Au-delà des médias, les députés veulent permettre aux titulaires de droits d’empêcher que leur travail ne soit utilisé par l’IA. Ils demandent donc de nouvelles dispositions pour traiter la question de l’octroi de licences pour le matériel protégé par le droit d’auteur en vue de son utilisation par l’IA générative.

Ils invitent la Commission à faciliter la mise en place d’accords de licences collectives volontaires par secteur accessibles à tous, y compris aux créateurs individuels et aux petites et moyennes entreprises. Il est également demandé à la Commission d’étudier des outils permettant aux titulaires de droits d’empêcher que leurs travaux ne soient utilisés par des systèmes d’IA à usage général.

Le rapport d’initiative doit être soumis au vote du Parlement lors de la session plénière de mars. Affaire à suivre.

Où en est le sujet en France ?

Et la France dans tout ça ? A l’échelle du pays, la montée en puissance des intelligences artificielles génératives pose elle aussi des défis importants pour le droit d’auteur. Juridiquement, la situation est encore complexe et en partie floue.
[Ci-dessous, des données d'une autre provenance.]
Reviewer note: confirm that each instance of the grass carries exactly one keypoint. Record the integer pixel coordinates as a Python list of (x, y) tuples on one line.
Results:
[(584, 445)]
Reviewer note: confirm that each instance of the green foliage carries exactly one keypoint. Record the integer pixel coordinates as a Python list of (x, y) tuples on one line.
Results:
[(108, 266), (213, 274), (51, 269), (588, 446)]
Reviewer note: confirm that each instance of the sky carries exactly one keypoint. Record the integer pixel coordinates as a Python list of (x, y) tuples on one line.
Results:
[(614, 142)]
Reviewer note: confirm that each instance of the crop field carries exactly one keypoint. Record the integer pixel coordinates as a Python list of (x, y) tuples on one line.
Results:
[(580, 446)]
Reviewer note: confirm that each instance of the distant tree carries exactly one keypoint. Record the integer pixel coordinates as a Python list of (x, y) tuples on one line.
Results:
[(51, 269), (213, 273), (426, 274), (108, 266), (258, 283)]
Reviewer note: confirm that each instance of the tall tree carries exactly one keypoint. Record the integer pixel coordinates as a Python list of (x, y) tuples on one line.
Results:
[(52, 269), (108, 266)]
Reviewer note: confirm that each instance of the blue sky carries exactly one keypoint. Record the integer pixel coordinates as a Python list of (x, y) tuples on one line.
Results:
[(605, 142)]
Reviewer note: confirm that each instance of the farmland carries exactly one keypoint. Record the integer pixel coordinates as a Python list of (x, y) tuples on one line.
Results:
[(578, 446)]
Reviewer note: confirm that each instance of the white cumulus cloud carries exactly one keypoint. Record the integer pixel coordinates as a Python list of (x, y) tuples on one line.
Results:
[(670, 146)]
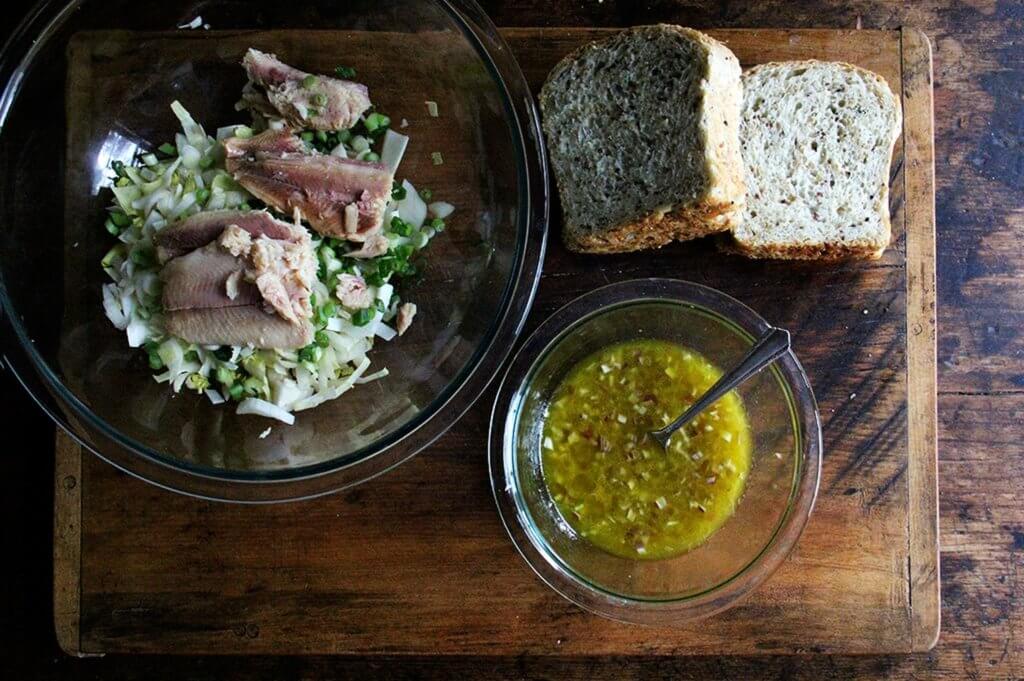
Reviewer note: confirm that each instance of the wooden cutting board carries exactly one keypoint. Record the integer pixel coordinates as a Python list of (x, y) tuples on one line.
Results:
[(417, 561)]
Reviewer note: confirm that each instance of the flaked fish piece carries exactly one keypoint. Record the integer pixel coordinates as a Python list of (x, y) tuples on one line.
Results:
[(243, 269), (283, 270), (352, 292), (340, 198), (198, 230), (303, 99), (201, 280), (375, 245), (245, 325)]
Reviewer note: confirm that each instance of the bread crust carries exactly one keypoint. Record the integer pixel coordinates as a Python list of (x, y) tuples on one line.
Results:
[(720, 206)]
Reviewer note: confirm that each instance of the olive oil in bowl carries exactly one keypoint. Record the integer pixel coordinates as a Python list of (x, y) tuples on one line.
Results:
[(611, 482)]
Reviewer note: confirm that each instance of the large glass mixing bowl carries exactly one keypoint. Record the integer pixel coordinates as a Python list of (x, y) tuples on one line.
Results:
[(89, 82)]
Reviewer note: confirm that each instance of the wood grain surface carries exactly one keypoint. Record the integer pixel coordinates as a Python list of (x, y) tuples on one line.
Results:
[(978, 78), (416, 562)]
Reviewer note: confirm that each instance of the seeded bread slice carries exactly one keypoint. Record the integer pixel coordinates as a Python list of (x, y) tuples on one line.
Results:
[(642, 132), (817, 139)]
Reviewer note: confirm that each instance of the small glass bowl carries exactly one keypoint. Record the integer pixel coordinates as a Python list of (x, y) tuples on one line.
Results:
[(780, 487)]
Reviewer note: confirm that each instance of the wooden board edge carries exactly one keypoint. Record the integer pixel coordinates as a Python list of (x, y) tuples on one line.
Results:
[(68, 544), (919, 178)]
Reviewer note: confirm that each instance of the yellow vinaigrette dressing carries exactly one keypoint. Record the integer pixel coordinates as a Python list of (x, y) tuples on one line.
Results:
[(614, 484)]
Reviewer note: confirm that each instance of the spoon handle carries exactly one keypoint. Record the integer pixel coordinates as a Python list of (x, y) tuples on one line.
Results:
[(768, 348)]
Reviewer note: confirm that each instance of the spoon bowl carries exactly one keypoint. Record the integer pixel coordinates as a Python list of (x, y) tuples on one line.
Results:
[(771, 345)]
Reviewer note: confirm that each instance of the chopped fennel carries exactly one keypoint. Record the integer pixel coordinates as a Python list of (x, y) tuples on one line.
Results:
[(186, 177)]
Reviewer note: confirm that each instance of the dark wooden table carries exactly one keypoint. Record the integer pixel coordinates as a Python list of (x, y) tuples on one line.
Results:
[(979, 108)]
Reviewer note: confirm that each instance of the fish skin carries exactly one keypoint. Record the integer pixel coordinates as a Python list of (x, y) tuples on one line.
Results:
[(244, 325), (318, 185), (199, 280), (201, 228), (344, 100)]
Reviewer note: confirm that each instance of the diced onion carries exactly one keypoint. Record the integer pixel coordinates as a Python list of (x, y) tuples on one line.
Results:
[(393, 149), (412, 209), (440, 209)]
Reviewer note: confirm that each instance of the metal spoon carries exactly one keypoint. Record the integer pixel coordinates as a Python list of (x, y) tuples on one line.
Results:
[(773, 343)]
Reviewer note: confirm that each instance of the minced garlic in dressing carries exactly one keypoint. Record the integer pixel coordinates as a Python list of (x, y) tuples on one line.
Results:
[(612, 482)]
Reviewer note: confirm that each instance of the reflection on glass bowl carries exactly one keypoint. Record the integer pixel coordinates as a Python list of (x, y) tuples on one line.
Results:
[(126, 67), (779, 490)]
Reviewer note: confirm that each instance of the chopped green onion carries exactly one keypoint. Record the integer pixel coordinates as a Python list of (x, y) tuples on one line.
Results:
[(142, 257), (198, 382), (419, 240), (375, 121), (225, 376), (402, 251), (361, 317), (400, 227), (311, 352)]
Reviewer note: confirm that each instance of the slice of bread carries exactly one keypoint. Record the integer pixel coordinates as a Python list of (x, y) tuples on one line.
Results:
[(642, 132), (817, 140)]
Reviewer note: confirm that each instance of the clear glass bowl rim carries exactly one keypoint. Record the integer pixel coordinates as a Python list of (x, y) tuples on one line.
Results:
[(555, 330), (39, 380)]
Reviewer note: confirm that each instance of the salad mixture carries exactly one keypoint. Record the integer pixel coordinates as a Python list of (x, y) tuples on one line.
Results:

Une exception pour le “text and data mining” existe dans le droit français (issue de la directive européenne), qui permet sous certaines conditions de reproduire et analyser des œuvres pour des recherches automatiques, sauf si l’auteur s’y est explicitement opposé. Cette exception est utilisée par les fournisseurs d’IA pour justifier la collecte de données, mais elle ne dissipe pas toutes les incertitudes juridiques.

Par ailleurs, la protection des œuvres générées par une IA elle-même est cadrée par les règles du Code de la propriété intellectuelle : seule une œuvre portant l’empreinte personnelle d’un auteur humain peut être protégée par le droit d’auteur. Une création issue uniquement d’un algorithme, sans contribution créative significative d’un humain, ne remplit pas ce critère en droit français.

Peu d’actions concrètes, beaucoup de brassage médiatique

D’un point de vue chronologique, les choses ne semblent pas franchement s’accélérer. Fin septembre 2023, des députés français avaient déjà déposé une proposition de loi visant à renforcer le droit d’auteur face à l’IA générative en modifiant le Code de la propriété intellectuelle, mais ce texte n’a pas encore été adopté. Par la suite, plusieurs études sont parues sur l’impact de l’IA générative, soulignant l’importance d’analyser les effets de ces technologies sur l’activité et les revenus des artistes-auteurs notamment.

Le Sommet sur l’intelligence artificielle qui s’est déroulé à Paris le 10 février a ouvert la parole de plusieurs industries culturelles françaises dénonçant vivement ce qu’elles considèrent comme un “pillage” de leurs contenus par les IA génératives. A leur demande d’un meilleur respect du droit d’auteur, le gouvernement a répondu par une concertation entre développeurs d’IA et ayants droit, avec des discussions sur l’avenir de la création numérique.

En mars, ce sont trois grandes organisations — le Syndicat national de l’édition (SNE), le Syndicat national des auteurs et des compositeurs (SNAC) et la Société des Gens de Lettres (SGDL) — qui se sont faits entendre en déposant une plainte au Tribunal judiciaire de Paris contre Meta, accusant le groupe d’avoir utilisé massivement des œuvres protégées pour entraîner ses modèles d’IA sans autorisation, au titre de contrefaçon et de “parasitisme économique”. C’est la première action judiciaire majeure de ce type en France. Depuis, d’autres sujets ont fait l’actualité et le sujet de nouveau passé à la trappe.